Reputation: 15270
I have lots of log files in a deeper directory like so:
/my/deep/path/to/log/files/
foo-2016-10-10.log
foo-2016-10-11.log
bar-2016-10-10.log
bar-2016-10-11.log
Many times a day I find myself tailing different logs like so:
tail -fn 100 /my/deep/path/to/log/files/foo-2016-10-10.log
Is it possible to alias everything but the final file? And allow tab completion to get me the rest of the way?
For example, I'd love to type tl
(short for tail log) and the specific log file I'm looking for like so:
$ tl foo
[HIT TAB KEY]
$ tl foo-2016-10-1
[HIT 1 and TAB KEY]
$ tl foo-2016-10-11.log
Is this possible in bash? How can I accomplish this?
Upvotes: 2
Views: 468
Reputation: 46853
Pretty much a clone of Charles Duffy's answer (with the only difference that he uses globs and I'm using compgen
— which is probably the way completions are (badly) designed to be written):
_tl_COMPDIR=/my/deep/path/to/log/files/
_comp_tl() {
local IFS=$'\n'
COMPREPLY=( $(compgen -f -- "$_tl_COMPDIR$2") )
COMPREPLY=( "${COMPREPLY[@]#"$_tl_COMPDIR"}" )
}
tl() (
cd -- "$_tl_COMPDIR" && tail -fn 100 "$@"
)
complete -o nospace -o filenames -F _comp_tl tl
Upvotes: 3
Reputation: 295619
It's a bit ugly, but this does the job:
_tl_log_path=/my/deep/path/to/log/files
_tl_completions() {
COMPREPLY=( "${_tl_log_path}/$2"* )
COMPREPLY=( "${COMPREPLY[@]#${_tl_log_path}/}" )

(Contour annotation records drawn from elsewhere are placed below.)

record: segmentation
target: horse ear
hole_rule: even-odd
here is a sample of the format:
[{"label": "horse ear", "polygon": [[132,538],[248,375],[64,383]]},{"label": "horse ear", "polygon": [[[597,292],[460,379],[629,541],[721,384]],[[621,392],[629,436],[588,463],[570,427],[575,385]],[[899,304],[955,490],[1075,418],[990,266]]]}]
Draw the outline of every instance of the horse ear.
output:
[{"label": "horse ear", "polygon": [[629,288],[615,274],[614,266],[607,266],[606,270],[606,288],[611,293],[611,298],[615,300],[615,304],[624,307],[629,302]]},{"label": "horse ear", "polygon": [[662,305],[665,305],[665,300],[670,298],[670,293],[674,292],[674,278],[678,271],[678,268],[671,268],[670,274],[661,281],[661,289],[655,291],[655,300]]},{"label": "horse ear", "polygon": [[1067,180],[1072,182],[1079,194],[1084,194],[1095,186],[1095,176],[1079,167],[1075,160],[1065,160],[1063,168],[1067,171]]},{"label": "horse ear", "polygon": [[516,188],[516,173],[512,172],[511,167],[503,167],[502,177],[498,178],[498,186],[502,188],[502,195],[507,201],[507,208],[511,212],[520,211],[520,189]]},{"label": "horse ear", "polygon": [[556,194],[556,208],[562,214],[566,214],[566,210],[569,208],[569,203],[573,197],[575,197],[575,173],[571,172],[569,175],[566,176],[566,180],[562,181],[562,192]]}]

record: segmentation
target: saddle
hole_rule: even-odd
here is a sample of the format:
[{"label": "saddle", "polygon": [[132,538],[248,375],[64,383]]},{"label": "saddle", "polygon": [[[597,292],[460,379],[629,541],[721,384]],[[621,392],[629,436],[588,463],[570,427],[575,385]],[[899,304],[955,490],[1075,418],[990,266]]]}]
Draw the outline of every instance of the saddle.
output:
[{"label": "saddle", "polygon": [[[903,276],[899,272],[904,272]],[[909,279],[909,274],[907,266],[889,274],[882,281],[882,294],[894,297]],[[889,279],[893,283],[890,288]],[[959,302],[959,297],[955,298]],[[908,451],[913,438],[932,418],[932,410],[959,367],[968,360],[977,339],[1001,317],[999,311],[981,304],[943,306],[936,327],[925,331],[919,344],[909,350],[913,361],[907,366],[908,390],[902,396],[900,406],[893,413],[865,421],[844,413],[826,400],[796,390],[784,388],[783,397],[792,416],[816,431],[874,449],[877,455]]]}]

if [[ ${COMPREPLY[0]} = "$2*" ]]; then
COMPREPLY=( )
fi
}
complete -F _tl_completions -o filenames tl
As for your tl
, I'd suggest implementing it as such:
tl() {
# generate an array of arguments to pass to tail
local -a args=( )
# iterate over each argument given to the function
for arg; do
if [[ -e "$_tl_log_path/$arg" ]]; then
# if a like-name file exists under _tl_log_path, add that filename as an argument
args+=( "$_tl_log_path/$arg" )
else
# otherwise, add that argument exactly as it already exists
args+=( "$arg" )
fi
done
# ...and, finally, execute the tail command.
tail -f "${args[@]}"
}
...though you could also go cheap and easy:
tl() (
cd "$_tl_log_path" || exit
exec tail -f "$@"
)
To explain:
complete -F funcname cmdname
indicates that the shell function funcname
should be called to determine how to complete the command cmdname
. -o filenames
further indicates that the results should be treated as filenames.COMPREPLY
is a shell array which the completion function is expected to fill out with possible completions.COMPREPLY=( "${_tl_log_path}/$2"* )
expands the given content as a glob (because the *
is, intentionally, outside the quotes).COMPREPLY=( "${COMPREPLY[@]#${_tl_log_path}/" )
then strips the log directory as a prefix from each result in the array.[[ ${COMPREPLY[0]} = "$2*" ]]
(with the asterisk inside the quotes, on this occasion), detects the case where no possible glob expansion results existed, and where (thus) the glob expanded to itself (assuming that the shell's configuration via shopt
is at defaults).Upvotes: 2
Reputation: 204
Yes you can simply switch to that directory before executing the command.